Membership in the new condominium will be a very good deal. As the cooperation develops, it will increasingly undercut the rationale for the large, deadly, and expensive military arsenals built by the United States, Soviet Union, and West Europeans; for, just as the United States does not now build its military forces to fight allies like Great Britain or Japan, the members of the new condominium would not build forces to fight each other. This does not mean, of course, that it is now time to dismantle the US military, for the suspicions of four decades won't go away quickly. But it does mean that, over the next several years, the rationales for the size and structure of today's forces will evaporate, that the annual price of security in the United States should drop by at least 70 percent and probably by about the same percentage in the USSR and Western Europe, and that Japan will not become a significant military power.

As long as the condominium holds together, other threats to the security of its members will diminish, not only because the new condominium will restrict the flow of military technology to non-members, but because no non-member or coalition of non-members could ever seriously threaten the combined power of the condominium. Moreover, because the condominium will have a near monopoly on military power, it will redefine diplomacy. The leverage small powers could get by aligning with one or the other superpower, or of threatening to become the focus of a superpower confrontation, is a product of a bygone bipolar world. In short, the new condominium will direct the affairs of the world to the condominium's and, one hopes, the world's benefit.

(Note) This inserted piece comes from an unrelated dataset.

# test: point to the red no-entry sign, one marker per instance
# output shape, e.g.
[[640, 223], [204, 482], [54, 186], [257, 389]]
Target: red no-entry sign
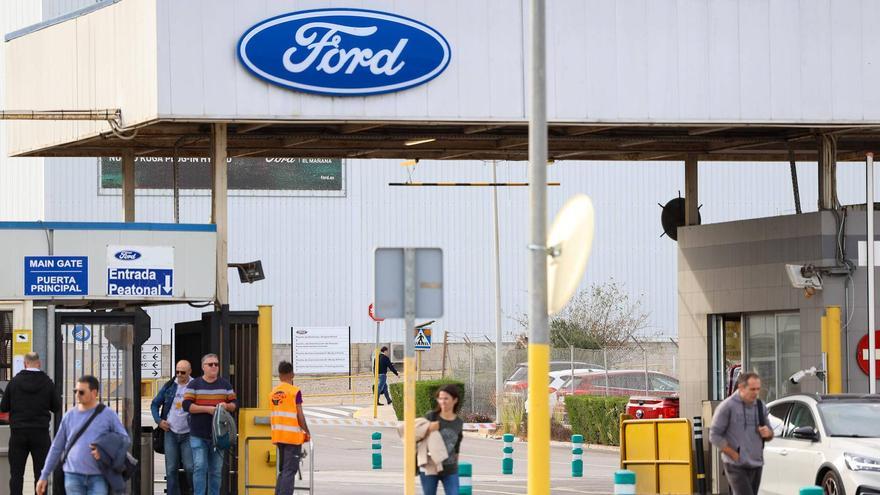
[[862, 353]]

There will be, of course, security costs to membership in the new condominium. Among these will be a new security dilemma, namely, how to hedge against a breakdown of the condominium and a reversion to a more dangerous international system without building or using military forces that break the condominium. There will be new inhibitions on the unilateral use of military force. Forces that pose deadly threats to other condominium members, like counterforce, first-strike strategic nuclear weapons, would have to be forgone. And ultimately, the condominium posits a kind of great power military specialization in which none of the great powers possesses the entire spectrum of combined ground, sea, air, and space forces, making it necessary for the members to stay together if they wish to avoid hanging separately.